3. Poly(ADP-ribose) polymerase in bovine placenta
Placental samples were analysed in comparison to bovine PARP standard. The bands
located at the same position as the enzyme standard were defined as PARP and were present
in all examined tissues. Human placenta showed only one band.
The cleavage products of the enzyme were present in all bovine samples. Their number
was different with respect to time and mode of delivery but three of bands were present
in all samples and referred to the molecular weights of approximately 97, 89 and 65 kDa,
respectively.
Although Western blotting is only a semi-quantitative method, it was possible to notice
differences in the intensity of the staining of bands suggesting indirectly the differences
in enzyme amount. Generally, the intensity was lower in fetal than in maternal parts of
placenta.

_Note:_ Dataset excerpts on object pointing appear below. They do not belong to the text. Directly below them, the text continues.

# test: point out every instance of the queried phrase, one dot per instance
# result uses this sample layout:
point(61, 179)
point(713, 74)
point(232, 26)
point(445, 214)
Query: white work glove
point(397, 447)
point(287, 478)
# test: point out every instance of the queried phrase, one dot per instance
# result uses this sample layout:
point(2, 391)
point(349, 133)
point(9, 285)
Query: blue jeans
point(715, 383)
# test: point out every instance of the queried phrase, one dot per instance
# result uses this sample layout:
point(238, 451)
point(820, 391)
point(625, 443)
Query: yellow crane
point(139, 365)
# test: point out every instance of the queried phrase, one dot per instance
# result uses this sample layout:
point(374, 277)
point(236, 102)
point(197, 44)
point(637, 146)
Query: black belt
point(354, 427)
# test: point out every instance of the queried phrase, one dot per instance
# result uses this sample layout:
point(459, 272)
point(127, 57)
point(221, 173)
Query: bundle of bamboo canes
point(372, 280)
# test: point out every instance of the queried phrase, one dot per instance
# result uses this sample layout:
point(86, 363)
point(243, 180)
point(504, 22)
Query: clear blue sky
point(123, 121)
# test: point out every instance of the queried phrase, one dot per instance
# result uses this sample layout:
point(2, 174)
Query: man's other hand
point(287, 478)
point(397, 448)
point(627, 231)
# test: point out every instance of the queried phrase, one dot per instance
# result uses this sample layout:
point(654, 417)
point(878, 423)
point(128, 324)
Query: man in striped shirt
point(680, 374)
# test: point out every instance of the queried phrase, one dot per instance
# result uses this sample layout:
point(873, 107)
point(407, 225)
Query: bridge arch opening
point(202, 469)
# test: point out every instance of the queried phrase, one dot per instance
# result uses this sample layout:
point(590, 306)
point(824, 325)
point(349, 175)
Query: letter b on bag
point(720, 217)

The presence of non-specific staining was checked with second antibody—no
bands were detected.
4. Conclusions
The study confirmed that PARP molecules as well as their cleavage products are present
in bovine retained as well as properly released placenta but its patterns are different with
respect to kind of tissue, time and mode of delivery.
In conclusion, this preliminary study showed that PARP activity is detectable in bovine
as well as human placenta. Further experiments are necessary to describe in detail the kind
of relationship between PARP and the process of releasing and retaining bovine placenta.